Appellate Court Rejected That A Frivolousness, Rather Objectively Specious, Standard Governed.
Civil Code section 3426.4 is the fee-shifting statute under California’s Uniform Trade Secret Act. It allows a trial court to discretionarily award reasonable fees and costs to a prevailing defendant where a misappropriation claim “is made in bad faith,” which under interpretive case law means satisfying both an objective speciousness prong and a subjective bad faith in bringing/maintaining the claim prong. (Gemini Aluminum Corp. v. California Custom Shapes, Inc., 95 Cal.App.4th 1240, 1262 (2002).)
Plaintiff law firm learned the sting of that provision when it lost its CUTSA claim against a former employee transactional attorney in SwedelsonGottlieb v. Noland, Case Nos. A156334/A156766 (1st Dist., Div. 3 Nov. 2, 2021) (unpublished). Right after he was passed over for equity partner and he set up his own firm in which multiple clients chose to go with him, law firm sued. The problem was that they could not prove that defendant attorney had used any trade secrets (not even discussing over 300 documents the firm previously claimed were trade secrets), either because they were not or were publicly shared with clients/third parties, as well as not being able to show that former attorney improperly solicited clients away. The lower court found against plaintiff, subsequently awarding defendant $51,477.44 in costs and $714,382.50 in section 3426.4 attorney’s fees.

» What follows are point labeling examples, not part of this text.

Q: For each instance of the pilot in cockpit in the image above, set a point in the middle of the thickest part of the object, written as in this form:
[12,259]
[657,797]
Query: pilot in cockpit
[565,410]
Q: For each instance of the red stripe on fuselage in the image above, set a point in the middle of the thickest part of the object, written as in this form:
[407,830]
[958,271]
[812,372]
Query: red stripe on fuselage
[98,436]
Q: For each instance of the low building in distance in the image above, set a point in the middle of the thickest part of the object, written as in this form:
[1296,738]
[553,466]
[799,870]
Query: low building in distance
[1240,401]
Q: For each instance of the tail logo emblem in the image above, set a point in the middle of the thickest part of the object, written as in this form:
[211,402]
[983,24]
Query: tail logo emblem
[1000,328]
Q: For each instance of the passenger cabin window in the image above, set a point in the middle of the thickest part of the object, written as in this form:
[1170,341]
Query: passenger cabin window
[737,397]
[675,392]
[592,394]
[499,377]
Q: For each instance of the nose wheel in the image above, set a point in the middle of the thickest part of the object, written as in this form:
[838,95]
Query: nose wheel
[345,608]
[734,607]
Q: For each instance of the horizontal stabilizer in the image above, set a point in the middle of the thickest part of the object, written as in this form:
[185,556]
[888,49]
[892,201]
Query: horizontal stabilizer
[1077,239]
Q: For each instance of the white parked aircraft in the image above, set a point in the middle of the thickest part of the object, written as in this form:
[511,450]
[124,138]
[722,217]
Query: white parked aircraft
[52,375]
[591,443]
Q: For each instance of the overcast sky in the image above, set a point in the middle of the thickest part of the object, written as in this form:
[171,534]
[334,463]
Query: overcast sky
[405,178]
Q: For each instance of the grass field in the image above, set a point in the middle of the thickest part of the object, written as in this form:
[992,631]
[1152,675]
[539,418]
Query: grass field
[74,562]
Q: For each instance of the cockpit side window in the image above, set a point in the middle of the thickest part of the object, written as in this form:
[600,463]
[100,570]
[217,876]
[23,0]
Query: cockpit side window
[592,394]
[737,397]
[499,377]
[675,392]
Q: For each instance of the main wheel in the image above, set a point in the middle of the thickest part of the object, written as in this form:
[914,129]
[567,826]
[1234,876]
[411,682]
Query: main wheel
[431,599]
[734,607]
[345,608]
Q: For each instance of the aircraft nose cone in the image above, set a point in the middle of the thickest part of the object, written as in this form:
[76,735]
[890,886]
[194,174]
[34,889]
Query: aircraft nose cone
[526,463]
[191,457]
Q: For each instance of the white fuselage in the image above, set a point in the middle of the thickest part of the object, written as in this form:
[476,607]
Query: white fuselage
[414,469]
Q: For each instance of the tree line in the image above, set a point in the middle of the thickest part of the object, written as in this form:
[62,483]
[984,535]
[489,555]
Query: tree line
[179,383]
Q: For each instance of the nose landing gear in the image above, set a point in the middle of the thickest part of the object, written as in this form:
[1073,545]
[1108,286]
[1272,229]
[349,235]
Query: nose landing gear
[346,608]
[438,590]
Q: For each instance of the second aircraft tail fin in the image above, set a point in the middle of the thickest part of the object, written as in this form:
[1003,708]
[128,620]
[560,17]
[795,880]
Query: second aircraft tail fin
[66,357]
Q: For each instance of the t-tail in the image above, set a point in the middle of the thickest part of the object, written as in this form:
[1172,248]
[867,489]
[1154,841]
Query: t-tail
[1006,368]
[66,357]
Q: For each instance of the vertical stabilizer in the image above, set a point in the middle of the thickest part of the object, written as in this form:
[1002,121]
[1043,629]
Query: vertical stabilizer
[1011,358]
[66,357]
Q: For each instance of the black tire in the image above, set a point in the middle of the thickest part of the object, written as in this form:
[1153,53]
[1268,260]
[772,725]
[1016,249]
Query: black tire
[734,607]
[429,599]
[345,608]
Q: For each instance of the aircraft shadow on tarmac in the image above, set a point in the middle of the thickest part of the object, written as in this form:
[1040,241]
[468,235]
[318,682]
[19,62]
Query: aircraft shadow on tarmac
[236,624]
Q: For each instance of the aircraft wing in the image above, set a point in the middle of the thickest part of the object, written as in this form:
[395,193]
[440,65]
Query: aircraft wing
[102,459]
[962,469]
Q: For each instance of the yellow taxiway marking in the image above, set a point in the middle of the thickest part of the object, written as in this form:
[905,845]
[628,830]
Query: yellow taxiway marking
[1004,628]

The 1/3 DCA affirmed. Both prongs of section 3426.4 were met, rejecting the notion that a more stringent frivolousness standard supplanted the objective speciousness prong. The timing of the law firm’s suit, in tandem with it lacking evidence to show trade secrets were misappropriated, sealed the result. Ouch! – and attorney can now be awarded more appellate fees and was awarded appellate costs by the reviewing court.